Add PEP 445: The Argument Clinic DSL

This commit is contained in:
Brett Cannon 2013-02-25 11:39:56 -05:00
parent 72af6a15bc
commit 0176d4bc59
1 changed files with 481 additions and 0 deletions

481
pep-0445.txt Normal file
View File

@ -0,0 +1,481 @@
PEP: 445
Title: The Argument Clinic DSL
Version: $Revision$
Last-Modified: $Date$
Author: Larry Hastings <larry@hastings.org>
Discussions-To: Python-Dev <python-dev@python.org>
Status: Draft
Type: Standards Track
Content-Type: text/x-rst
Created: 22-Feb-2013
Abstract
========
This document proposes "Argument Clinic", a DSL designed
to facilitate argument processing for built-in functions
in the implementation of CPython.
Rationale and Goals
===================
The primary implementation of Python, "CPython", is written in
a mixture of Python and C. One of the implementation details
of CPython is what are called "built-in" functions--functions
available to Python programs but written in C. When a
Python program calls a built-in function and passes in
arguments, those arguments must be translated from Python
values into C values. This process is called "parsing arguments".
As of CPython 3.3, arguments to functions are primarily
parsed with one of two functions: the original
``PyArg_ParseTuple()``, [1]_ and the more modern
``PyArg_ParseTupleAndKeywords()``. [2]_
The former function only handles positional parameters; the
latter also accomodates keyword and keyword-only parameters,
and is preferred for new code.
``PyArg_ParseTuple()`` was a reasonable approach when it was
first concieved. The programmer specified the translation for
the arguments in a "format string": [3]_ each parameter matched to
a "format unit", a one-or-two character sequence telling
``PyArg_ParseTuple()`` what Python types to accept and how
to translate them into the appropriate C value for that
parameter. There were only a dozen or so of these "format
units", and each one was distinct and easy to understand.
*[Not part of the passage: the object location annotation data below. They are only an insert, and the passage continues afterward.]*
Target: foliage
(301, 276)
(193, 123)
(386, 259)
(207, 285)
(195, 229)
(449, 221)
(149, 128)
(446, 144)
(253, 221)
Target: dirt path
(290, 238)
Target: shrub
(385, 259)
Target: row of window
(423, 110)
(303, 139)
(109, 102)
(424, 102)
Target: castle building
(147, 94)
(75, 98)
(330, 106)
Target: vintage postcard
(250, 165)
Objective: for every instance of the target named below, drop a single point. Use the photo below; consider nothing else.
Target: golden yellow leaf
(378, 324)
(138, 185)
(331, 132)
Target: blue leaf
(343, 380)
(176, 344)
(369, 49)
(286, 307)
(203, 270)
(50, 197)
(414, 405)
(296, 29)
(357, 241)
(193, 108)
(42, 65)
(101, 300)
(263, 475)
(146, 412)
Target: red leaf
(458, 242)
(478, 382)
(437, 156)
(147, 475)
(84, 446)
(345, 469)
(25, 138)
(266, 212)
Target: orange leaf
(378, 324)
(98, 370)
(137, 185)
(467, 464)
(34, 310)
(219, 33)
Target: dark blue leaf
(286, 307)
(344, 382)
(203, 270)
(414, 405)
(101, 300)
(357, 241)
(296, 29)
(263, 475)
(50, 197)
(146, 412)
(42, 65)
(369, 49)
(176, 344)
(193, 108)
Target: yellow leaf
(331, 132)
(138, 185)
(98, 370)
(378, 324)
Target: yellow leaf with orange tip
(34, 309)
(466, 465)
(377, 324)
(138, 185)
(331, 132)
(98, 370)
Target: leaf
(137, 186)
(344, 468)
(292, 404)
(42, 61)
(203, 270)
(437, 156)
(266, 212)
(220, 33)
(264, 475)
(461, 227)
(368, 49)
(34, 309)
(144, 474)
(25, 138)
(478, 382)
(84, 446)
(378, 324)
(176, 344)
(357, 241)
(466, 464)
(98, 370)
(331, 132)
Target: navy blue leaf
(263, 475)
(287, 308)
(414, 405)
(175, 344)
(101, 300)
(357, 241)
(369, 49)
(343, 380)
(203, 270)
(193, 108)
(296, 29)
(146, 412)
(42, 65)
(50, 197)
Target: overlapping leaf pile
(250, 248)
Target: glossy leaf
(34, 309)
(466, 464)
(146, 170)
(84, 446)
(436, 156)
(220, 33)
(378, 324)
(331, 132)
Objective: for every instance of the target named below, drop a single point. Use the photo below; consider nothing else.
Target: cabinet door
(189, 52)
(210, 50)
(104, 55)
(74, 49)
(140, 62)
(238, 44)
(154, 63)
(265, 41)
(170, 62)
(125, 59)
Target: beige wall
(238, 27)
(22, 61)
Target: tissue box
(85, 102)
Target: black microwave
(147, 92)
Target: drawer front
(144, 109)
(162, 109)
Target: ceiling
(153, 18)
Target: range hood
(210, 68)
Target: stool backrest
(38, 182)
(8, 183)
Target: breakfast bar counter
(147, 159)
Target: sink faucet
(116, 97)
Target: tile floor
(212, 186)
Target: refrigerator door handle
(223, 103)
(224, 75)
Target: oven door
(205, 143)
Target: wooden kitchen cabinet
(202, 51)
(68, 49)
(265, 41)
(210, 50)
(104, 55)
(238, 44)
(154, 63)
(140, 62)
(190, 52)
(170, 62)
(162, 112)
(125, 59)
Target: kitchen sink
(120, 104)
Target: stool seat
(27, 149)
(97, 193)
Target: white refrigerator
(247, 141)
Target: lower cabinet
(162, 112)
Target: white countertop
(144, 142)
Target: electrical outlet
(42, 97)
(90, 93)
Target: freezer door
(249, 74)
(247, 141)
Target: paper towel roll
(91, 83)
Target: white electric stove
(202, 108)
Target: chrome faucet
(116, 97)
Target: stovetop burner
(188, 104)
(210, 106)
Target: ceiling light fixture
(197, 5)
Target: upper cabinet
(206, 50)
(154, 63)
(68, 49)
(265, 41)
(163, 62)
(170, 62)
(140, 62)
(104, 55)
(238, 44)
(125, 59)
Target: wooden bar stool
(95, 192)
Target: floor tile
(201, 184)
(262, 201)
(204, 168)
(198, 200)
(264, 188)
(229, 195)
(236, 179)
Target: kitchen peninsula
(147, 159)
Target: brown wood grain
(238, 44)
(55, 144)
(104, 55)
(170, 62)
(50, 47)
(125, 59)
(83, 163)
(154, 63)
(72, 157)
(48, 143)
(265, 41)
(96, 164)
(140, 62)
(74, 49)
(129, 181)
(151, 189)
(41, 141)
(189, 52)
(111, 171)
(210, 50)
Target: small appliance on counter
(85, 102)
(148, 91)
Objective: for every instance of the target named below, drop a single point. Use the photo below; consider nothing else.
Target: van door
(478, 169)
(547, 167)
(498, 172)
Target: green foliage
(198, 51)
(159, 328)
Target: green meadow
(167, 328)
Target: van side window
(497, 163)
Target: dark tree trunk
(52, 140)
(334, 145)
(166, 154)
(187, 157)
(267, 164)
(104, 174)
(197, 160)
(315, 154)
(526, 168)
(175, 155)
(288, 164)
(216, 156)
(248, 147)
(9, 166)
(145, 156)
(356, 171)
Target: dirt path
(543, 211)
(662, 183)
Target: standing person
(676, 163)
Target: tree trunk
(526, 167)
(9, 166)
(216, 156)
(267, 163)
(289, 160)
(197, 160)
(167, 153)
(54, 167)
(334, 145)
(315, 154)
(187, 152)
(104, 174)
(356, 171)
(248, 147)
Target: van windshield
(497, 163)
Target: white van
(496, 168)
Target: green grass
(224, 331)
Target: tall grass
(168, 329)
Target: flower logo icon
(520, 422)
Over the years the ``PyArg_Parse`` interface has been extended in
numerous ways. The modern API is quite complex, to the point
that it is somewhat painful to use. Consider:
* There are now forty different "format units"; a few are
even three characters long.
This overload of symbology makes it difficult to understand
what the format string says without constantly cross-indexing
it with the documentation.
* There are also six meta-format units that may be buried
in the format string. (They are: ``"()|$:;"``.)
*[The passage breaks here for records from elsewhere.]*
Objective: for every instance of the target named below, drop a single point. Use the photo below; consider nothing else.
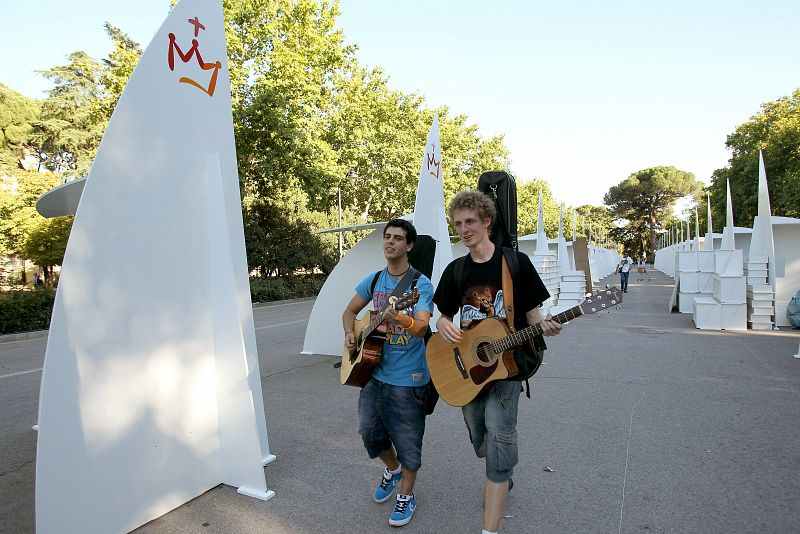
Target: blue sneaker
(403, 510)
(386, 486)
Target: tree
(116, 70)
(70, 125)
(645, 200)
(17, 113)
(284, 56)
(280, 242)
(23, 231)
(775, 130)
(597, 221)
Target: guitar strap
(409, 279)
(508, 304)
(508, 295)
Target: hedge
(26, 310)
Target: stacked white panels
(725, 309)
(760, 294)
(546, 264)
(706, 308)
(688, 278)
(729, 289)
(572, 290)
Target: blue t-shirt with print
(403, 358)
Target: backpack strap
(458, 273)
(508, 295)
(511, 272)
(374, 282)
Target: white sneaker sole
(402, 522)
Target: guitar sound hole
(484, 353)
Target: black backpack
(529, 356)
(501, 187)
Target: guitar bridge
(460, 363)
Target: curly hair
(473, 200)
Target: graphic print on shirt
(395, 333)
(481, 302)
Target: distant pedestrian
(623, 269)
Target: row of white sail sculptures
(567, 268)
(743, 278)
(151, 390)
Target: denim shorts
(491, 419)
(393, 415)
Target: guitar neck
(375, 322)
(526, 334)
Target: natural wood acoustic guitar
(358, 365)
(460, 371)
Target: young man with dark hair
(391, 407)
(491, 418)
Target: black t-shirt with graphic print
(482, 294)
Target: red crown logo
(431, 160)
(194, 51)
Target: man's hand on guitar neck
(448, 330)
(549, 326)
(350, 341)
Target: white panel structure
(151, 391)
(429, 212)
(324, 331)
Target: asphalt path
(638, 423)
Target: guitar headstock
(407, 299)
(602, 300)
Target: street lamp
(348, 176)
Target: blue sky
(585, 92)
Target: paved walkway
(647, 424)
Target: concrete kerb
(38, 334)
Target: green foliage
(46, 242)
(70, 126)
(17, 113)
(267, 289)
(116, 69)
(19, 219)
(775, 130)
(284, 56)
(595, 220)
(280, 242)
(644, 201)
(25, 311)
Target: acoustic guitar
(460, 371)
(358, 365)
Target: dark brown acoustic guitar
(358, 365)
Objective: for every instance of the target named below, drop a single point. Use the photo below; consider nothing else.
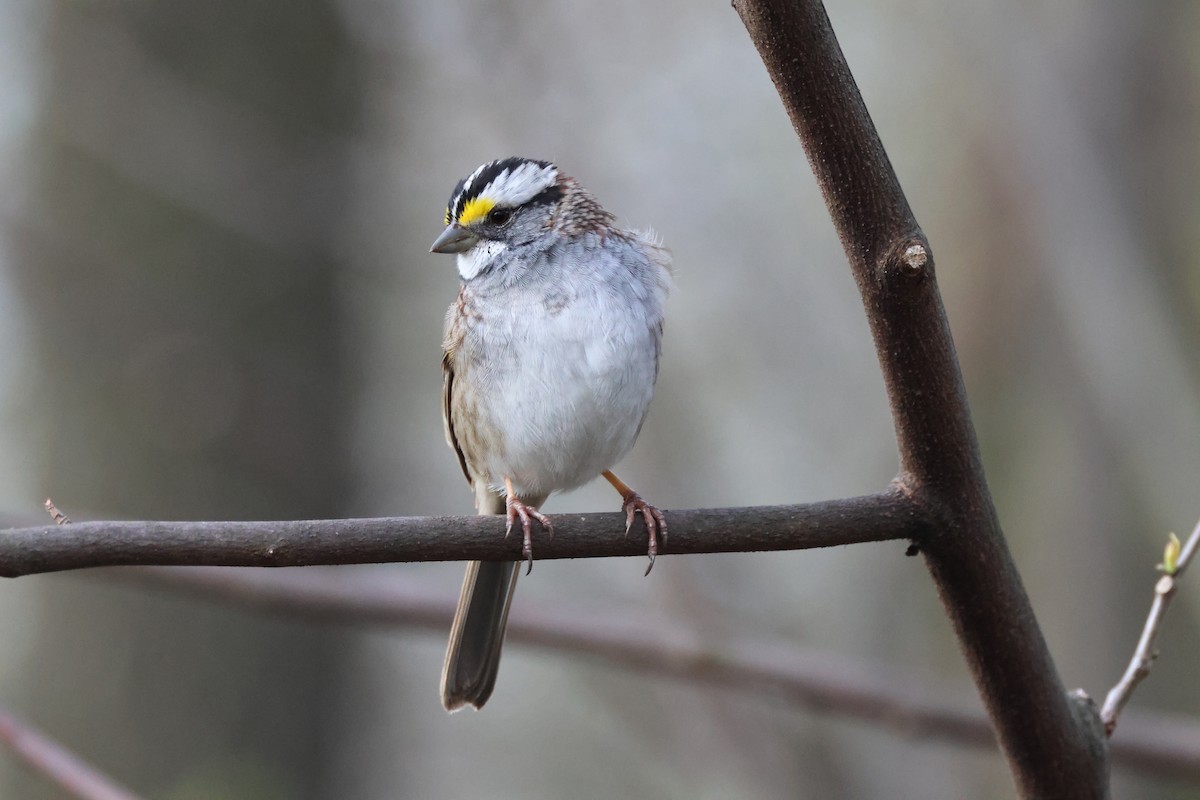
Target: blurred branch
(27, 551)
(1175, 561)
(841, 687)
(60, 765)
(1055, 744)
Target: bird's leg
(655, 523)
(515, 507)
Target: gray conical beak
(455, 239)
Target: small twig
(61, 767)
(1173, 566)
(55, 515)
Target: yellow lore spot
(475, 210)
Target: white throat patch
(473, 262)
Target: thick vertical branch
(1055, 745)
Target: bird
(550, 360)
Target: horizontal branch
(843, 687)
(49, 548)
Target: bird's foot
(517, 510)
(655, 523)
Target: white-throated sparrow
(551, 355)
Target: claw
(516, 509)
(655, 524)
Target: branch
(841, 687)
(1055, 746)
(28, 551)
(1145, 653)
(60, 765)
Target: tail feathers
(473, 657)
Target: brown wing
(447, 405)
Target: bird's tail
(473, 656)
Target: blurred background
(216, 301)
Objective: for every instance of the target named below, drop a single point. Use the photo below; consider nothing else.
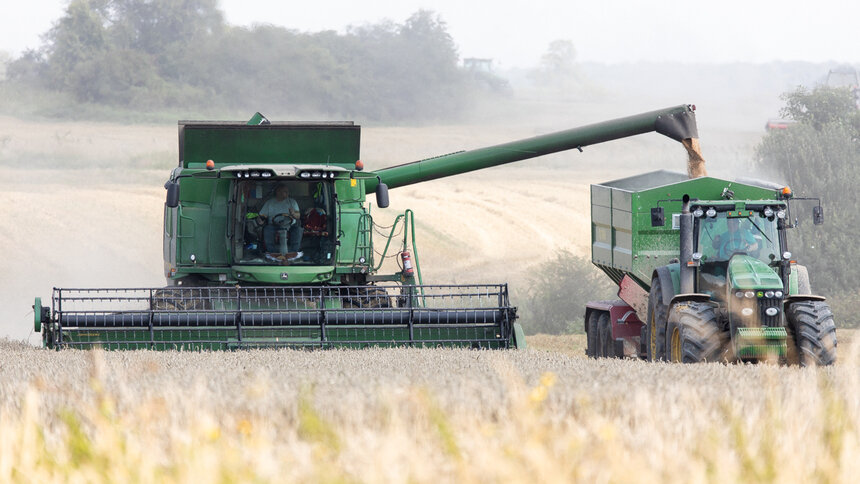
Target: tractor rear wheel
(693, 334)
(811, 333)
(658, 314)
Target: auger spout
(678, 123)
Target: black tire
(592, 330)
(694, 334)
(658, 314)
(811, 333)
(604, 332)
(607, 342)
(803, 285)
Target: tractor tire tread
(812, 332)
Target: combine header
(269, 241)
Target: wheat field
(421, 415)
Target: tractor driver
(735, 240)
(281, 213)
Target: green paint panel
(236, 143)
(750, 273)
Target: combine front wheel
(811, 333)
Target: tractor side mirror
(818, 215)
(382, 195)
(172, 194)
(658, 218)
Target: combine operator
(281, 214)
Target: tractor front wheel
(693, 333)
(656, 328)
(604, 336)
(811, 334)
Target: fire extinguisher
(407, 263)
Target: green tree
(818, 157)
(558, 292)
(79, 36)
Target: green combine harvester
(269, 241)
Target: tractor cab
(738, 248)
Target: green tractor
(714, 282)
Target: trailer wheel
(592, 331)
(604, 336)
(693, 333)
(658, 314)
(811, 334)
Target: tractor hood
(750, 273)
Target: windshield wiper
(760, 230)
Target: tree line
(157, 54)
(819, 156)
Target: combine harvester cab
(704, 273)
(269, 241)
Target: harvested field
(439, 415)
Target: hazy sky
(516, 32)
* The more format units are added, the less likely it is the
implementor can pick an easy-to-use mnemonic for the format
unit, because the character of choice is probably already in
use. In other words, the more format units we have, the more
obtuse the format units become.
* Several format units are nearly identical to others, having
only subtle differences. This makes understanding the exact
semantics of the format string even harder.
* The docstring is specified as a static C string,
which is mildly bothersome to read and edit.
* When adding a new parameter to a function using
``PyArg_ParseTupleAndKeywords()``, it's necessary to
touch six different places in the code: [4]_
* Declaring the variable to store the argument.
* Passing in a pointer to that variable in the correct
spot in ``PyArg_ParseTupleAndKeywords()``, also passing
in any "length" or "converter" arguments in the correct
order.
* Adding the name of the argument in the correct spot
of the "keywords" array passed in to
``PyArg_ParseTupleAndKeywords()``.
* Adding the format unit to the correct spot in the
format string.
* Adding the parameter to the prototype in the
docstring.
* Documenting the parameter in the docstring.
* There is currently no mechanism for builtin functions
to provide their "signature" information (see
``inspect.getfullargspec`` and ``inspect.Signature``).
Adding this information using a mechanism similar to
the existing ``PyArg_Parse`` functions would require
repeating ourselves yet again.
The goal of Argument Clinic is to replace this API with a
mechanism inheriting none of these downsides:
* You need specify each parameter only once.
* All information about a parameter is kept together in one place.
* For each parameter, you specify its type in C;
Argument Clinic handles the translation from
Python value into C value for you.
* Argument Clinic also allows for fine-tuning
of argument processing behavior with
highly-readable "flags", both per-parameter
and applying across the whole function.
* Docstrings are written in plain text.
* From this, Argument Clinic generates for you all
the mundane, repetitious code and data structures
CPython needs internally. Once you've specified
the interface, the next step is simply to write your
implementation using native C types. Every detail
of argument parsing is handled for you.
Future goals of Argument Clinic include:
* providing signature information for builtins, and
* speed improvements to the generated code.
DSL Syntax Summary
==================
The Argument Clinic DSL is specified as a comment
embedded in a C file, as follows. The "Example" column on the
right shows you sample input to the Argument Clinic DSL,
and the "Section" column on the left specifies what each line
represents in turn.
::
+-----------------------+-----------------------------------------------------+
| Section | Example |
+-----------------------+-----------------------------------------------------+
| Clinic DSL start | /*[clinic] |
| Function declaration | module.function_name -> return_annotation |
| Function flags | flag flag2 flag3=value |
| Parameter declaration | type name = default |
| Parameter flags | flag flag2 flag3=value |
| Parameter docstring | Lorem ipsum dolor sit amet, consectetur |
| | adipisicing elit, sed do eiusmod tempor |
| Function docstring | Lorem ipsum dolor sit amet, consectetur adipisicing |
| | elit, sed do eiusmod tempor incididunt ut labore et |
| Clinic DSL end | [clinic]*/ |
| Clinic output | ... |
| Clinic output end | /*[clinic end output:<checksum>]*/ |
+-----------------------+-----------------------------------------------------+
General Behavior Of the Argument Clinic DSL
-------------------------------------------
All lines support ``#`` as a line comment delimiter *except* docstrings.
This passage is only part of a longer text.